With schools out for the summer, the residential real estate market is ready to heat up and there are several programs, strategies and tactics that buyers, sellers, agents and lenders can use to collectively get to the closing table. One such approach involves having sellers pay for a portion of the closing costs.
There are a number of benefits to seller-paid closing costs. The most notable is that it allows buyers to bring less money to closing. When they have the ability to pay less at closing, buyers may be able to qualify to buy a more expensive home. So by giving a little at closing, the seller can often get a higher sales price and more funds in the long run.

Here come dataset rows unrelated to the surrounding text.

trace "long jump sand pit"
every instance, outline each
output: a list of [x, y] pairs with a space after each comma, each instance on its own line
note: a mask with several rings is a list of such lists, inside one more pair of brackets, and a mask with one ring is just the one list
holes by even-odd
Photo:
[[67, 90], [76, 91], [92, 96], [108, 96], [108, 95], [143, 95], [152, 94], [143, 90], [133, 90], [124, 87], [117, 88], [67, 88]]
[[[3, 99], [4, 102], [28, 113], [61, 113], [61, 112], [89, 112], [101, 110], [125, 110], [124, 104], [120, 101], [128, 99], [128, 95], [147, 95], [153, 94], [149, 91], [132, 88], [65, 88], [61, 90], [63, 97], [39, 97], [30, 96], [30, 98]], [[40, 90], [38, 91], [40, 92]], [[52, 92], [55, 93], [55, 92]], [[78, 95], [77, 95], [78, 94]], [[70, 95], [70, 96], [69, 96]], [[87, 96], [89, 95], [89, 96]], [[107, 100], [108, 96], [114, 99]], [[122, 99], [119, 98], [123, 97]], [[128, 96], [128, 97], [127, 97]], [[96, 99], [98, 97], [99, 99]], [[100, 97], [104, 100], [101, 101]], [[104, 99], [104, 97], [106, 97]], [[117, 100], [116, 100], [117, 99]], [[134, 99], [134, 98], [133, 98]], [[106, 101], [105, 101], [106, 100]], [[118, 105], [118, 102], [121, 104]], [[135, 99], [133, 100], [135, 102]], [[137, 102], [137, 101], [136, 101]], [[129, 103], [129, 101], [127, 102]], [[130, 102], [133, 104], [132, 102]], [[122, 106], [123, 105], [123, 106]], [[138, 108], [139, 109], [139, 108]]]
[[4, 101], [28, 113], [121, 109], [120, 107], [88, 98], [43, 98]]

At Sanford’s Team Move/OVM Financial Blog notes, it’s important for the buyer, buyer’s agent and mortgage loan officer to be on the same page before an offer is tendered so that seller’s costs are accounted for in the transaction, if that is part of the plan and the offer.
It’s also important to note that each program, such as VA loans, operates under different policies. All parties need to understand the limitations that are present in each, before selecting the best lending arrangement for them and finalizing the purchase contract. For example, on VA loans, sellers are permitted to pay up to 4% of the price of costs for the buyer.
As noted previously, the best policy is for buyers and their agents to begin discussions with the mortgage lender early in the process. The mortgage professional will be the best person to identify all the options and to help buyers pursue the best program and deal structure for their specific circumstances.